May Lawyers Be Disciplined for Private Misconduct In Florida ?

In Florida Bar v. Baker, 810 So. 2d 876, 881 (Fla. 2002) the court acknowledged that although lawyers may certainly be disciplined for conduct unrelated to the practice of law, "misconduct not connected with the practice of law is to be evaluated differently and may warrant less severe sanctions than misconduct committed in the course of the practice of law." Baker, who had no prior disciplinary history, forged his ex-wife's name to legal documents relating to sale of real property that he owned jointly with her. Id. at 878. These documents were used in the closing, and Baker negotiated a check obtained by his forgery.

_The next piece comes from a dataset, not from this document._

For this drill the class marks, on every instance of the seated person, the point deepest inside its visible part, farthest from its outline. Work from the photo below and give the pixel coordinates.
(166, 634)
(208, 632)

Id. The referee cited Florida Bar v. Kickliter, 559 So. 2d 1123, 1124 (Fla. 1990) in support of his recommendation of disbarment. Id. at 881. In distinguishing the case from Kickliter, this Court focused on the facts that while Baker had forged several documents, he had not committed a fraud on the court and his misconduct was not related to his law practice. Id. Baker received a rehabilitative suspension of ninety-one days. Id. at 882 ("While we emphasize that Baker's violations are serious, in that his conduct was dishonest and unlawful, we find the ultimate sanction of disbarment is not warranted.").